Dit wordt geen recensie van dit bijzondere boek van
Leszek Kolakowski, maar ik ga er wel íets over schrijven. Kolakowski heeft
altijd een apart plaatsje in mijn geest (ja, in mijn Brust) ingenomen en zijn
naam is dan ook wel eens gevallen op dit blog. Hij is geen Spinozist in de meer
strikte zin, maar heeft wel zeer serieus studie gemaakt van Spinoza’s
filosofie. Hij hield echter afstand tot hem en ging als filosoof zijn eigen
weg. Heerlijk, zoo luciede als hij zaken kan verhelderen, ook waar het Spinoza
om gaat.
Zijn proefschrift uit 1953, gewijd aan Spinoza, en in
1957 in het Pools gepubliceerd is nooit vertaald. De titel luidde Jednoska i Nieskonczonosc. Wolnose i
Antynomie wolnose w filozofii Spinozy [Individu en oneindigheid. Vrijheid
en antinomie van vrijheid in de filosofie van Spinoza].
Voor zijn Chrétiens
sans Eglise (1966) verbleef hij in Nederland waar hij archiefstudies deed
naar de verschillende aparte christelijke groeperingen uit de 17e
eeuw, en waarvoor hij zelfs 17e eeuws Nederlands leerde. In dit
boek, The Two Eyes of Spinoza [St.
Augustine’s Press, South Bend, Indiana, 2004], heeft – uiteraard met zijn
goedvinden en medewerking – Zbigniew Janowski verspreide in het Pools, Duits en
Frans gepubliceerde artikelen en hoofdstukken bijeengebracht, waarvan de Poolse
door Kolakowski’s dochter, Agnieska Kolakowska, in het Engels zijn vertaald.

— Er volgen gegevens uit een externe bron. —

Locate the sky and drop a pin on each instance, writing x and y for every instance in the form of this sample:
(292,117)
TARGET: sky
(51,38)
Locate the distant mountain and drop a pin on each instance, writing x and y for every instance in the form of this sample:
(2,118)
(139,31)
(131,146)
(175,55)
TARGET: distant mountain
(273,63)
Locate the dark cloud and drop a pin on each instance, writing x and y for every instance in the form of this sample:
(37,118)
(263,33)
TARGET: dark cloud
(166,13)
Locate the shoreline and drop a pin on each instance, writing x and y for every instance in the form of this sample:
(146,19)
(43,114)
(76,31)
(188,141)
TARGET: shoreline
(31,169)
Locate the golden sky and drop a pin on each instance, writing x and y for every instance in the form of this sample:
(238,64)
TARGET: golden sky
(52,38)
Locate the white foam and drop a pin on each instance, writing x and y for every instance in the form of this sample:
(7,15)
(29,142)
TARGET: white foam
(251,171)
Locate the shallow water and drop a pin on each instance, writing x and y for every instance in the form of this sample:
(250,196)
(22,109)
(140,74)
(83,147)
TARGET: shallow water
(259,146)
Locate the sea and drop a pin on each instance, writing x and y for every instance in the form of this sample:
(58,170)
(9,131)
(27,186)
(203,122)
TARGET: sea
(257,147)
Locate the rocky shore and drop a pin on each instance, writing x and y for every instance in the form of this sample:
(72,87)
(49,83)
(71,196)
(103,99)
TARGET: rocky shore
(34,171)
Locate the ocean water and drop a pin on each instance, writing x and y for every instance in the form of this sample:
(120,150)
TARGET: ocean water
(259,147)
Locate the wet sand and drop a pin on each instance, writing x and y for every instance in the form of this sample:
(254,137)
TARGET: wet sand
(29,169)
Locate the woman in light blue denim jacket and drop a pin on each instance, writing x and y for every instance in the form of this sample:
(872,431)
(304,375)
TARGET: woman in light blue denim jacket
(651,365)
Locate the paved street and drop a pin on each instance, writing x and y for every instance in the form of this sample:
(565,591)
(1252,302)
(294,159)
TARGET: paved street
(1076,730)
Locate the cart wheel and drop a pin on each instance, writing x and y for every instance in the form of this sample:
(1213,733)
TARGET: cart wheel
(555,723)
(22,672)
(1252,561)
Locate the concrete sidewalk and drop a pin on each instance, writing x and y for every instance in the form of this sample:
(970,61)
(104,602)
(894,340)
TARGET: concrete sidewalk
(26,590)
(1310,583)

Zo
kwamen voor het eerst teksten van hem over Spinoza en het 17e-eeuwse
denken voor het Angelsaksische publiek beschikbaar. Het bevat twee hoofdstukken
over Spinoza, een over Bayle en Spinoza, een over mennonieten, collegianten en
de Spinzoa-connectie, over Uriel da Costa, Gassendi, Luther, Avenarius (dat
werd aanleiding voor een blog over hem), Karl Marx, Althusser’s Marx, over ketterij,
over libertijnen, en nog enige onderwerpen.